Keywords: SBD, children, prevalence, risk factors
THE PREVALENCE OF SLEEP DISORDERED BREATHING (SDB) IN CHILDREN, BASED ON OBJECTIVE FINDINGS, HAS BEEN ESTIMATED IN SEVERAL STUDIES.1–10 These prevalence estimates have varied widely from 0.7% to 13.0%. This wide range of prevalence is at least partially due to the fact that SDB in children was defined based on an assortment of methods of assessing for the presence of SDB. These methods included: only hemoglobin oxygen saturation (SpO2)2,8; SpO2 + airflow3,4; and SpO2 + airflow + effort.5,7,9 Only 3 of these studies used a full polysomnogram (PSG),1,6,10 however, the number of subjects evaluated in these PSG studies was very small (N = 12–50). The majority of these studies had relatively narrow age ranges,2–4,6–10 while others had relatively wide age ranges.1,5 Some of these studies were primarily focused on ages < 6 years 2–4,8 while others included subjects as old as 18 years.1,5
Another limitation of the available studies is that they have not systematically assessed a wide range of risk factors that may contribute to SDB in children. This may reflect the paucity studies large enough to evaluate potential variables. Thus, the objectives of this study were (1) to establish the prevalence of SDB based on cutoff points of respiratory events that we have previously observed to be associated with a clinically significant risk (i.e., elevated systolic blood pressure), and (2) to identify independent risk factors for SDB. This study is based on the largest population-based sample of elementary school-aged children available to date.
METHODS
This study was designed as a 2-phase study: the first phase involved collection of general information from parents about their children's sleep and behavioral patterns.11 The second phase involved collection of more detailed data in our General Clinical Research Center (GCRC) on a randomly selected subset from the first phase. The study was reviewed and approved by our institutional review board as well as the GCRC review board.

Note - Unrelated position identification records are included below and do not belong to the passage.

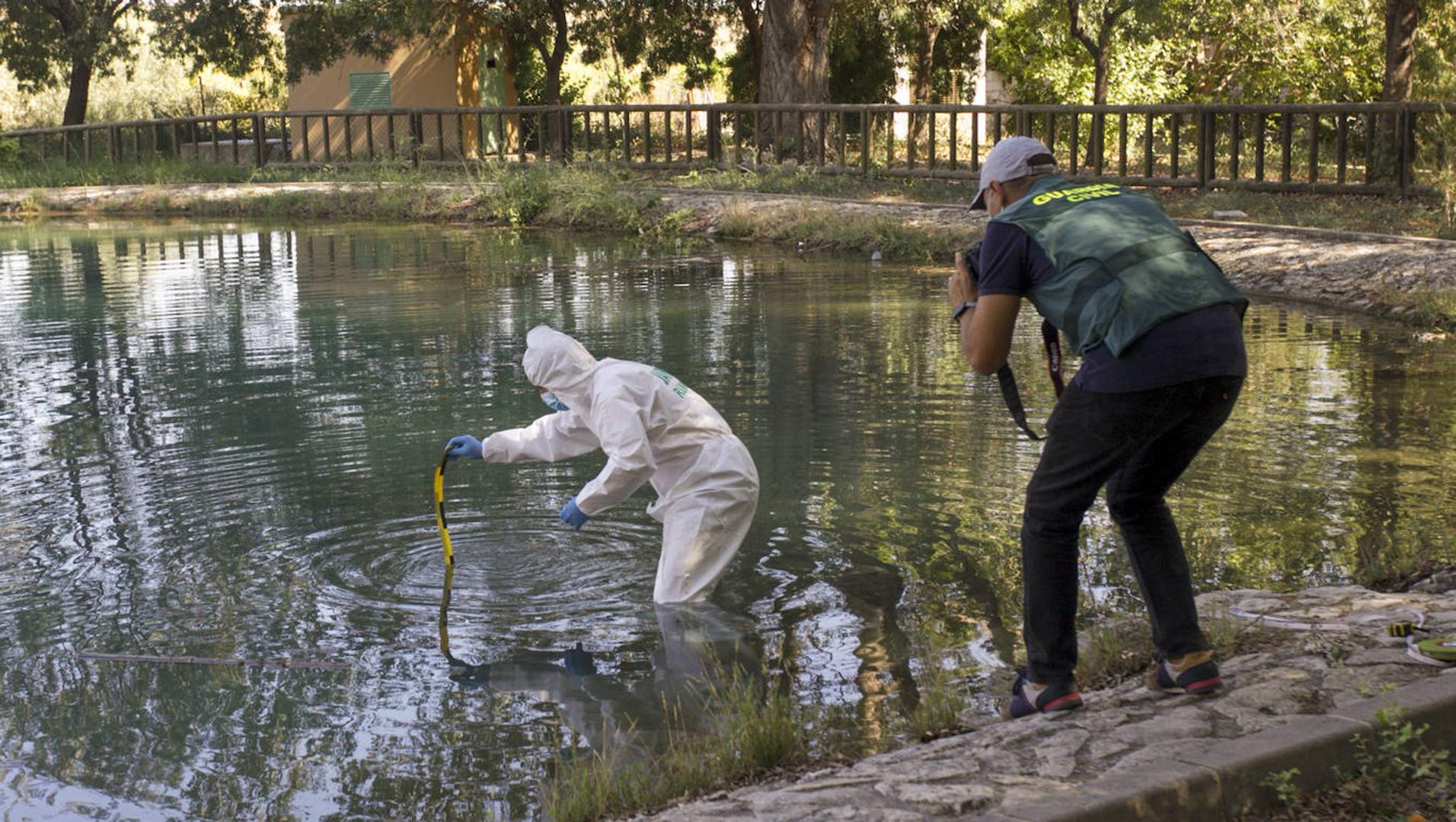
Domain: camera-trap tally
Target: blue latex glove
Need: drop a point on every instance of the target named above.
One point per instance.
(573, 515)
(463, 445)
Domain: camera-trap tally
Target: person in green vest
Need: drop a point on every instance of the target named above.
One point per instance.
(1159, 332)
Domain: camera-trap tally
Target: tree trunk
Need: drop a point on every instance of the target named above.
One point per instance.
(1401, 18)
(79, 95)
(1101, 65)
(793, 63)
(755, 28)
(557, 131)
(921, 72)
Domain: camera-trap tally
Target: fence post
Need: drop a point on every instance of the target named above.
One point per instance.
(953, 137)
(1203, 148)
(1148, 146)
(715, 135)
(1314, 148)
(417, 135)
(1235, 137)
(1407, 153)
(1286, 137)
(1341, 146)
(864, 140)
(1122, 145)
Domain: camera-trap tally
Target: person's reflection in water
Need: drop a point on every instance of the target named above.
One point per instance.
(702, 648)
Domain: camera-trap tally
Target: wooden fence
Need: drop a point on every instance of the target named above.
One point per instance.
(1327, 148)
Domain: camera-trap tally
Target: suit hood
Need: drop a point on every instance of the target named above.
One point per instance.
(555, 362)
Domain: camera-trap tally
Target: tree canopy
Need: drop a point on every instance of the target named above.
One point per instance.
(67, 43)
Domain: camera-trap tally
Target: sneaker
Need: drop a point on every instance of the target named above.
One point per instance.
(1028, 697)
(1189, 674)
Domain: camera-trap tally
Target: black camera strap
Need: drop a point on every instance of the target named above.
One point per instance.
(1008, 381)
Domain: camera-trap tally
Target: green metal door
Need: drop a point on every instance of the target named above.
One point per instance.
(493, 92)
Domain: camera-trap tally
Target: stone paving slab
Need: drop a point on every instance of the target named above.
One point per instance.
(1133, 754)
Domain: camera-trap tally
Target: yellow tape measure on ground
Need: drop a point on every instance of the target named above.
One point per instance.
(440, 508)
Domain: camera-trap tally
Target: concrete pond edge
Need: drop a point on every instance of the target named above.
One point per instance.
(1229, 774)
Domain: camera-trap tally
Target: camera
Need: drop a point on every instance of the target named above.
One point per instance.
(973, 263)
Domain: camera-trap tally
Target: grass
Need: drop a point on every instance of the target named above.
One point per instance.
(749, 734)
(1397, 777)
(1433, 217)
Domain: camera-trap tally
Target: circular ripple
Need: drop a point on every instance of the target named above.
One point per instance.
(510, 568)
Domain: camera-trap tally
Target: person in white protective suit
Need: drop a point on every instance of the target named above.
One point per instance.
(653, 428)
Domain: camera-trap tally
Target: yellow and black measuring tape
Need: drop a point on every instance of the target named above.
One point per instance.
(440, 509)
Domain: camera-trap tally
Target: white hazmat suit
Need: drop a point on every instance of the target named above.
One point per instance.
(656, 429)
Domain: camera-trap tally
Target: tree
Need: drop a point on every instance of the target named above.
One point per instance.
(46, 38)
(51, 43)
(1401, 18)
(793, 63)
(922, 33)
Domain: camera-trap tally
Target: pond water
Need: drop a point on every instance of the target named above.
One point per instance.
(217, 441)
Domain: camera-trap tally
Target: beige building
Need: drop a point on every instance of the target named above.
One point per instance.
(468, 68)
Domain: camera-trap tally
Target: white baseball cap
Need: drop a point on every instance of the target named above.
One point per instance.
(1011, 159)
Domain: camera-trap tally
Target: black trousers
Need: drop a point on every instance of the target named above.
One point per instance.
(1136, 444)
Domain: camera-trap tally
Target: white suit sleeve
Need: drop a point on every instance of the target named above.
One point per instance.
(629, 459)
(554, 437)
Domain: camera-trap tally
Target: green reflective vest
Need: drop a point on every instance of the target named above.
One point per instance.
(1123, 266)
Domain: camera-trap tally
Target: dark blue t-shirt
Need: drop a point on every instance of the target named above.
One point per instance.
(1208, 342)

This study was completed over a 5 year period. For the first phase each year elementary schools (K-5) with approximately 1,500 students were selected. In order to establish a representative sample, we sent a questionnaire home with every child in the selected schools with consent forms to be completed by the parent. The questionnaire used was based on the validated survey published by Stradling.2 We added questions regarding height, weight, age, gender, race, and ethnicity. We defined minority as any non-Caucasian response for race or ethnicity. Over the course of 5 years, we assessed all 18 public elementary schools within 3 school districts within Dauphin County. We sent home 7,312 questionnaires; 5,740 were returned, for a response rate of 78.5%.
The procedure for Phase II of this study was initiated each year by randomly selecting 200 children based on stratification for grade, gender, and risk for SDB from the current year's returned questionnaires. We studied 704 children in this phase. Four children did not complete the PSG recording; thus 700 children were included in this study, for a response rate of 70.0%. Each child with a parent spent one night in the sleep laboratory. A second consent for the more detailed evaluation was signed by the parent and assented to by the child. During this time the child had a detailed evaluation including a physical examination and a 9-hour PSG. The standardized physical examination included a visual evaluation of the nose and throat by an ENT specialist and an evaluation of the respiratory function by a pediatric pulmonologist. The physical examination was completed in the evening prior to the PSG and included measurements of height, weight, hip circumference, waist circumference, and neck circumference, and blood pressure. Blood pressure was measured using an automated system (vital signs monitor #006-001-01, Welch Allyn, Skaneateles Falls, NY). Height was measured in cm using a stadiometer (model # 242, SECA Corp. Hanover, MD) and weight was assessed in kg (model 758c, Cardinal Scale Manufacturing, Webb City, MO). The waist was measured in cm at the top of the iliac crest and the neck at the cricothyroid membrane.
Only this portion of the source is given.